Pugh, 55, began the challenge on May 15, braving frigid 47-degree Fahrenheit (8-degree Celsius) waters for several hours each day. His mission is to raise awareness about the rapid decline of global shark populations and to push for stronger conservation efforts — especially as the iconic film Jaws, which helped spark decades of fear around sharks, marks its 50th anniversary.
“It was a film about sharks attacking humans, and for 50 years, we have been attacking sharks,” Pugh said before one of his swims near the Edgartown Lighthouse, a filming location for Jaws, which was released in 1975. “It’s completely unsustainable. It’s madness. We need to respect them.”
Pugh’s campaign comes amid alarming statistics: around 100 million sharks are killed each year, or approximately 274,000 every day, primarily due to commercial fishing and the fin trade, according to the American Association for the Advancement of Science.
No stranger to extreme endurance challenges, Pugh was the first person to swim across the North Pole and to complete long-distance swims in all five of the world’s oceans. He has faced dangerous conditions ranging from glacial waters to wildlife-rich rivers with crocodiles, hippos, and polar bears. But he has called this swim one of the most grueling of his career.
The swim also coincides with a confirmed white shark sighting off the coast of nearby Nantucket — the first of the season reported by the New England Aquarium. Pugh is accompanied by a safety team, including a kayak escort using a “Shark Shield” device that emits a low-intensity electric field designed to deter sharks without harming them.
Weather has added to the difficulty. As Pugh swam day after day in only trunks, cap, and goggles — no wetsuit — a nor’easter dumped more than 7 inches (18 centimeters) of rain across New England, flooding roads on Martha’s Vineyard.

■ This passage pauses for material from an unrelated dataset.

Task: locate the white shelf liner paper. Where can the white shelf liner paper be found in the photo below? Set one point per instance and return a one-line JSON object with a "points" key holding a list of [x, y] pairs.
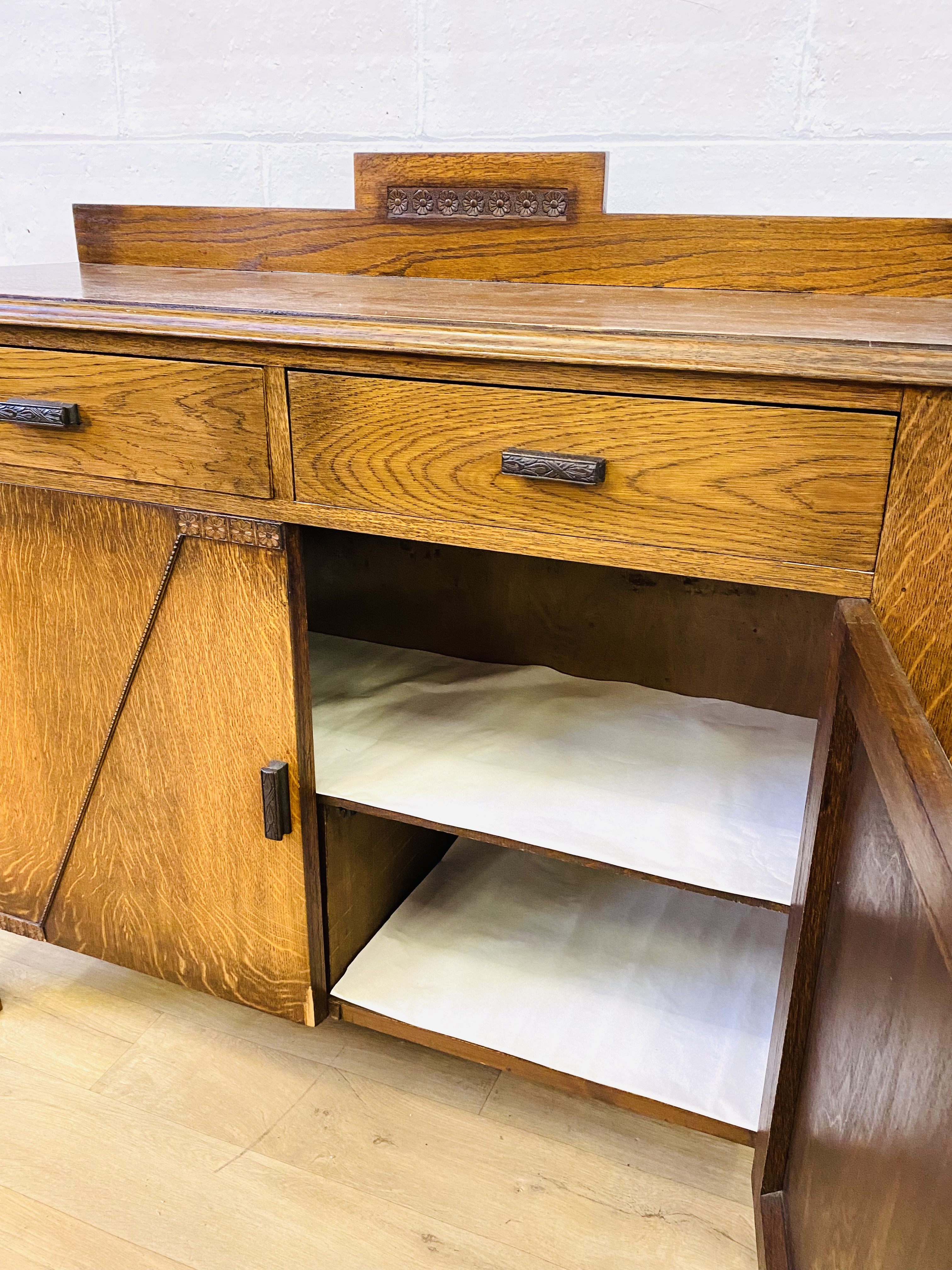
{"points": [[643, 987], [702, 792]]}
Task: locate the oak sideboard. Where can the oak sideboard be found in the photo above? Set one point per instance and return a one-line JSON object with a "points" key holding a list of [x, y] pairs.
{"points": [[516, 628]]}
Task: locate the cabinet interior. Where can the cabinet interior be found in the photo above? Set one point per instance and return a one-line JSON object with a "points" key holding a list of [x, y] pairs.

Pugh, who holds the title of United Nations Patron of the Oceans, has long used swimming to draw attention to environmental crises. His current effort is also a symbolic response to Jaws, which, though a cinematic milestone, contributed to widespread fear and misunderstanding of sharks. Both the film’s director, Steven Spielberg, and author Peter Benchley later expressed regret over the public’s reaction and became supporters of shark conservation.